Es después de todo esto, cuando dos cuerpos, exhaustos y sudorosos, yacen abrazados el uno al otro y con expresiones de satisfacción en sus rostros.
—Pareces el gato que se comió al canario. Realmente disfrutas que llevemos tanto tiempo en el dormitorio.
—Alguien muy sabio me dijo que “Felizmente podría quedarme así durante toda la eternidad, siempre que fuese contigo.” —La respuesta viene por debajo de una maraña de rizos que lucen salvajes tras el ejercicio de la pasión.
—Un tipo listo.
—¡Definitivamente! Además...—el menudo cuerpo se gira para enfrentar al pecho moteado de pecas que tiene a su lado—. Puede que ella nos dejase en la habitación durante un tiempo, pero hasta que vuelva, lo que ocurra dentro es una asunto absolutamente nuestro —ella termina con sonrisa pícara y ojos brillantes.
—Y si pese a todo ¿ella no vuelve? —Un pulgar áspero por el quidditch y el duro trabajo de campo, delinea sus labios provocando que ella bese su mano antes de contestar.
—Entonces respetaremos su decisión y desearemos la mejor de las suertes en su vida. Ella se convertirá en la musa de futuros escritores. Su pluma prodigiosa inspirará y guiará a los que tomen el relevo como hicieron otros escritores memorables antes. La añoraremos, recordaremos y volveremos a sentir las vidas que nos hizo vivir. Pero tengo fe en ella. Yo sé que volverá.
—Y el resto de escritores y lectores siempre estarán dispuestos a hacer algo por ella ¿Verdad?
—¡Por supuesto que sí! Ella es tan querida y respetada que todos ellos lo están deseando.
—¿Te he dicho que eres asombrosa? —El gigante pelirrojo mueve su cuerpo para volver a atraparla debajo de él.

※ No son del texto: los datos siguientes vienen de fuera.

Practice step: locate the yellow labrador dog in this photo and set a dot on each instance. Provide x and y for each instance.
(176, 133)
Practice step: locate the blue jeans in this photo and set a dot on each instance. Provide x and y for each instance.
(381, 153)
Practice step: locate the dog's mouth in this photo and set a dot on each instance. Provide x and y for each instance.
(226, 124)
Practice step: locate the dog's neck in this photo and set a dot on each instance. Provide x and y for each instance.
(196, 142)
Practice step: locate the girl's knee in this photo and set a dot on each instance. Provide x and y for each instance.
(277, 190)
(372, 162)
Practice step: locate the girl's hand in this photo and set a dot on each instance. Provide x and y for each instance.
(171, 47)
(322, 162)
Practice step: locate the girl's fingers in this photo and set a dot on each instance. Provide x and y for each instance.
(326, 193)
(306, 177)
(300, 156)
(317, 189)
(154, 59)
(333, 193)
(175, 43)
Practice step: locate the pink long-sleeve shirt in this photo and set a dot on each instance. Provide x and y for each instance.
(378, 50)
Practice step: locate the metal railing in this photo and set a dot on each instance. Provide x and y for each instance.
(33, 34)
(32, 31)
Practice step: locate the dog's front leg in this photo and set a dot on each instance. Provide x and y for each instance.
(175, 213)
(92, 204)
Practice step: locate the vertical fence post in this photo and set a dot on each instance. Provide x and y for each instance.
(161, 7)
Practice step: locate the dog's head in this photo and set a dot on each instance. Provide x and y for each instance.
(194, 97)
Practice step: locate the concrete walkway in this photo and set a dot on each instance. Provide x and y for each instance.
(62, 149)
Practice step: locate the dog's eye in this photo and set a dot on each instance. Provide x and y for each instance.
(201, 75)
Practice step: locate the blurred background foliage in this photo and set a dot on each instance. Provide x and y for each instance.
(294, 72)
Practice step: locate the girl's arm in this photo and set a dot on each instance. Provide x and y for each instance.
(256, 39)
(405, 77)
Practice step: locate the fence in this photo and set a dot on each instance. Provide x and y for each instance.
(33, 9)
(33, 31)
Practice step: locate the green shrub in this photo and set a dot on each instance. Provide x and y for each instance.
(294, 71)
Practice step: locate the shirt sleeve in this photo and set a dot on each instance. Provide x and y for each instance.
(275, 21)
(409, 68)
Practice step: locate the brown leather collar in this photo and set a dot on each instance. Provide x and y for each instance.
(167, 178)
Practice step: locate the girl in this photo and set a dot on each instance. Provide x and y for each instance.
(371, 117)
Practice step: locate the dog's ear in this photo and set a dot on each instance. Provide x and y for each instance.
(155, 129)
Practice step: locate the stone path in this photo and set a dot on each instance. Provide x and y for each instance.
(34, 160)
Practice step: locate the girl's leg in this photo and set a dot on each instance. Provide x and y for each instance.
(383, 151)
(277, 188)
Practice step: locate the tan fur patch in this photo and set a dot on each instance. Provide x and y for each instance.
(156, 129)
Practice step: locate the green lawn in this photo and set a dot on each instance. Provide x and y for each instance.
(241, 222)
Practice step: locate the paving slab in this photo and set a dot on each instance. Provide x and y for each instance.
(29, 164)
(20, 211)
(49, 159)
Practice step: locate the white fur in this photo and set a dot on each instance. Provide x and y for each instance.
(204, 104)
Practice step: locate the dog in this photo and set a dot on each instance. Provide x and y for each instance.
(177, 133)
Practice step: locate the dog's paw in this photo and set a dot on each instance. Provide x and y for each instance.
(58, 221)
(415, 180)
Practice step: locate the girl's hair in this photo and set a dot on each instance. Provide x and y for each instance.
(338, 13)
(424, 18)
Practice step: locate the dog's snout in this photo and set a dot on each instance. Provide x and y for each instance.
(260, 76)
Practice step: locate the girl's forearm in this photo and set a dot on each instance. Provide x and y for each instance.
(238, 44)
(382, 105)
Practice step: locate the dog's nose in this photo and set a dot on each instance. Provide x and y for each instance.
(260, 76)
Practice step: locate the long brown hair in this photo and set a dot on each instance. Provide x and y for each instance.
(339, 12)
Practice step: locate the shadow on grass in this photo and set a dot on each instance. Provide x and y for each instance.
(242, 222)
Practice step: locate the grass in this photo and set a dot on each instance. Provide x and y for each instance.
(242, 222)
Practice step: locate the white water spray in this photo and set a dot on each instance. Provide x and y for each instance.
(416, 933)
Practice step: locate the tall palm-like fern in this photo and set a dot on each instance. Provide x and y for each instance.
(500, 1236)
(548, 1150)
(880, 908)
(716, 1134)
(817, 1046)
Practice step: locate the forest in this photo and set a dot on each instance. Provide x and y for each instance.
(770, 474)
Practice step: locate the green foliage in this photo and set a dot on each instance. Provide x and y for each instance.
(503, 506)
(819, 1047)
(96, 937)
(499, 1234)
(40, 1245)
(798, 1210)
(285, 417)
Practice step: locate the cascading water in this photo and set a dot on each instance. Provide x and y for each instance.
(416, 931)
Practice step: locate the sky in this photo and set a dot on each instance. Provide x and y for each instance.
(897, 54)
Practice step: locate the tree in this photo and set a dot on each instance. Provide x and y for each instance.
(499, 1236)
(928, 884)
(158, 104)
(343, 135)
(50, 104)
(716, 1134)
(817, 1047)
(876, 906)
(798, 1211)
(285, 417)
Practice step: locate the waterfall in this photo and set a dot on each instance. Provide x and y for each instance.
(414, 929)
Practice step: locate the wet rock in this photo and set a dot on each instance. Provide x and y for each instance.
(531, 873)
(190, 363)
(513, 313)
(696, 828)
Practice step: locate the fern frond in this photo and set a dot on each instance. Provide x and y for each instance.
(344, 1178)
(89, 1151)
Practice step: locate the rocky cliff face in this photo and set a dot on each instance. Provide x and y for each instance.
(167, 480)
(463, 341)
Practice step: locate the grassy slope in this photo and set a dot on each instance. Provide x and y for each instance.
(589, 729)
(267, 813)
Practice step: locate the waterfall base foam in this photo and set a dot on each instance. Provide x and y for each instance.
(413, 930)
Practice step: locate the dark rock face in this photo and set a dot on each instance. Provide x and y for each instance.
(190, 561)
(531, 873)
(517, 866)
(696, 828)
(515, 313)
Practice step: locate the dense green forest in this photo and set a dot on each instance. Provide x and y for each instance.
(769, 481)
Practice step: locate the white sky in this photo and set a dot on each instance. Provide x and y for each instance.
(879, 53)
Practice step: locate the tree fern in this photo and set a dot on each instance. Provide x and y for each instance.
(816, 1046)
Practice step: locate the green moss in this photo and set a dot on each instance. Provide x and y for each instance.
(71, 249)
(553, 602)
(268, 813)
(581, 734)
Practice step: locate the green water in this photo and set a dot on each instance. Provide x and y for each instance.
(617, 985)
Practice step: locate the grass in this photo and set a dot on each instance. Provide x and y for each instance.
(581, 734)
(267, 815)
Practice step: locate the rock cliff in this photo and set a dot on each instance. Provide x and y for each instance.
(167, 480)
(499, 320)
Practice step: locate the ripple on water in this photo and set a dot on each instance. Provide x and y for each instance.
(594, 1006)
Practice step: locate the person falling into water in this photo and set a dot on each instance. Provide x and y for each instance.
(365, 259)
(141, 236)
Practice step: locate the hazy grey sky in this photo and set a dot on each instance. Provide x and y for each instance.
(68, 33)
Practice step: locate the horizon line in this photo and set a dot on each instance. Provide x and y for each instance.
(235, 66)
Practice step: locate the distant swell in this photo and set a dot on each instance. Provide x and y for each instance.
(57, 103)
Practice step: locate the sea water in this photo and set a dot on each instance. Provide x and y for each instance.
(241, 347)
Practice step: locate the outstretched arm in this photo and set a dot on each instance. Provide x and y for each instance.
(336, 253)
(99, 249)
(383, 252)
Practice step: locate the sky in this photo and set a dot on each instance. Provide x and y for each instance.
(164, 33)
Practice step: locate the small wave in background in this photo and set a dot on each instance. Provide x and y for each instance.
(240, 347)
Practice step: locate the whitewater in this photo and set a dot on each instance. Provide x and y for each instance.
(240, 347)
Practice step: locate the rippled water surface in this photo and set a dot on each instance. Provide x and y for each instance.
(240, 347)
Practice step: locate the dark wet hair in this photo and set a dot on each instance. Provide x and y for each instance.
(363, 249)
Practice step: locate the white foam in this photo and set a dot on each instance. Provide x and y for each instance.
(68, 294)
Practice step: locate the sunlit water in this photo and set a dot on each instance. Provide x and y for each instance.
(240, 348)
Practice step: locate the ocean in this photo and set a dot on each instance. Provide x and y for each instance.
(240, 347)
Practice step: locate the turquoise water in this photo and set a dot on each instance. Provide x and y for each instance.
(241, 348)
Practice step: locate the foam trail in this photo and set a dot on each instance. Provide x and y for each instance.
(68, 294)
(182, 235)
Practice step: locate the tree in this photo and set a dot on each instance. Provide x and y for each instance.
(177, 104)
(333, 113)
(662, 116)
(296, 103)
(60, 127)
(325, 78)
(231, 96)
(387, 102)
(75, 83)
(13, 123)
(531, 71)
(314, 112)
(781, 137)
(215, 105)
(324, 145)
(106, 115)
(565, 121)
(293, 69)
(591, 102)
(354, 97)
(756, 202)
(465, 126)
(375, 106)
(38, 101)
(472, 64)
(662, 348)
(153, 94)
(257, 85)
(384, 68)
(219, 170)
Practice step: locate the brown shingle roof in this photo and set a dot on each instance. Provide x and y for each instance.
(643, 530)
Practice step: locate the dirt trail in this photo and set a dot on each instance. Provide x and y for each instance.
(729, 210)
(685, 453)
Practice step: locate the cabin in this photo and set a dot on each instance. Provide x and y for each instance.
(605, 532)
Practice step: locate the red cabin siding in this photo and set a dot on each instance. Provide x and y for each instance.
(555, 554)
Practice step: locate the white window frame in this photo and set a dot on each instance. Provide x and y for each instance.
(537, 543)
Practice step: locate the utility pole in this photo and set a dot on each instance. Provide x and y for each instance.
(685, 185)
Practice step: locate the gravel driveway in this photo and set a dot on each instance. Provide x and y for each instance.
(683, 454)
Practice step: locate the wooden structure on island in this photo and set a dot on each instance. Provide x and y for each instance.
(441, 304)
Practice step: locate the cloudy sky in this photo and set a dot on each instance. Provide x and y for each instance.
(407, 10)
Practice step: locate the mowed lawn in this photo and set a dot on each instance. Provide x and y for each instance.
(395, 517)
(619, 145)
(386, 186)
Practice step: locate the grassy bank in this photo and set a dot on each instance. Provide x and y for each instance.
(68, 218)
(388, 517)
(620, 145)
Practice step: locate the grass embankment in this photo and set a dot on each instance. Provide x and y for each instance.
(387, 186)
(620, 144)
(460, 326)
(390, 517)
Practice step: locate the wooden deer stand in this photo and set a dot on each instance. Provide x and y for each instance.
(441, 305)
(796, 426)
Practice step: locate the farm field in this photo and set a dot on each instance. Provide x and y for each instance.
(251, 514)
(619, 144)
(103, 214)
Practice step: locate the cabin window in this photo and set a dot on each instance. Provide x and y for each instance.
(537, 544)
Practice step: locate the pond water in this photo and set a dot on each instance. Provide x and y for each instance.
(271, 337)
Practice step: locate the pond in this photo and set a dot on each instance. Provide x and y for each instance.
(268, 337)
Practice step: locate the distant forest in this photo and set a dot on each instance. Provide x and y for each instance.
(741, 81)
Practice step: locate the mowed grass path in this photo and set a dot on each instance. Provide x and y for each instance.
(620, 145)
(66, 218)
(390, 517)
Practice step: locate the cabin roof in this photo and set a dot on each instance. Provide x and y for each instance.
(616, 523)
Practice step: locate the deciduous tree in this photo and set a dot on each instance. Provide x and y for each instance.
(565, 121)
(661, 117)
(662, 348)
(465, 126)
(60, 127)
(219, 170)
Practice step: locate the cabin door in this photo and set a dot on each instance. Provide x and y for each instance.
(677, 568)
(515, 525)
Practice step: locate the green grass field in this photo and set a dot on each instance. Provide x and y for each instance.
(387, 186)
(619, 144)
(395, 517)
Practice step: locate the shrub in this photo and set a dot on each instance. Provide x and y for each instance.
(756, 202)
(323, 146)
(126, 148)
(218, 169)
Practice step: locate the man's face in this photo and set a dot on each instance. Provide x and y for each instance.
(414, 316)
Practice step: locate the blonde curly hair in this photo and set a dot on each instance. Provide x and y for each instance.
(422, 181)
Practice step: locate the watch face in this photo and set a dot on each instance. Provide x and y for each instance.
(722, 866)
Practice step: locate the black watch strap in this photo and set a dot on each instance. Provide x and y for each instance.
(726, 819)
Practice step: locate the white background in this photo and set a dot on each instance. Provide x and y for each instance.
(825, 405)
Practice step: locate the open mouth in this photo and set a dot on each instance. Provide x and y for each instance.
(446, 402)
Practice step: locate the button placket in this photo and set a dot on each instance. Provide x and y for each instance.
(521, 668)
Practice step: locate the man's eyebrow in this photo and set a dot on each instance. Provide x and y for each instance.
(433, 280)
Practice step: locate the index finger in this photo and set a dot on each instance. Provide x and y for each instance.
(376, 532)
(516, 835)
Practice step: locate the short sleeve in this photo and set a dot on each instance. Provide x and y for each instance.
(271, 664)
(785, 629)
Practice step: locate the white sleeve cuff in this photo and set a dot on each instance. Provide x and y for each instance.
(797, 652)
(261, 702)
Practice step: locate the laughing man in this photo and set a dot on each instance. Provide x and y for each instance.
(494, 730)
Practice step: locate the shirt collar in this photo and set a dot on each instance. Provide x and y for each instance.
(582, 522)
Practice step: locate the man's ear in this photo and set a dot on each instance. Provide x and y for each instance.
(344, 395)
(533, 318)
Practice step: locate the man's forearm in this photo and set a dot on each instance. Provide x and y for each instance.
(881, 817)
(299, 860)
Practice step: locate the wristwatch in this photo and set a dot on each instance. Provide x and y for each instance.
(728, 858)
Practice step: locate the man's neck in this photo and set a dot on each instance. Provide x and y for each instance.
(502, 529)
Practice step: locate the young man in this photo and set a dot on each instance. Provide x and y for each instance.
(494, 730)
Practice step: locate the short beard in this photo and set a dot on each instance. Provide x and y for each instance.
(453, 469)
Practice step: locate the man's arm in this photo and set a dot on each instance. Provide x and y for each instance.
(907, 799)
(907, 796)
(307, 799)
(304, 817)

—La bruja más brillante de su época, eso dicen. —Sus brazos vuelven a rodear su cuello y con sus uñas acaricia su nuca provocadoramente.
—¡Bruja descarada!
—¡Pelirrojo insufrible!
Y entre muestras de amor reciproco, ambos personajes se unen a los cientos de escritores y miles de lectores que esperan y desean que una de las más brillantes mujeres que ha escrito sobre ellos sea inmensamente feliz en su vida, al igual que ella hizo inmensamente felices a sus lectores.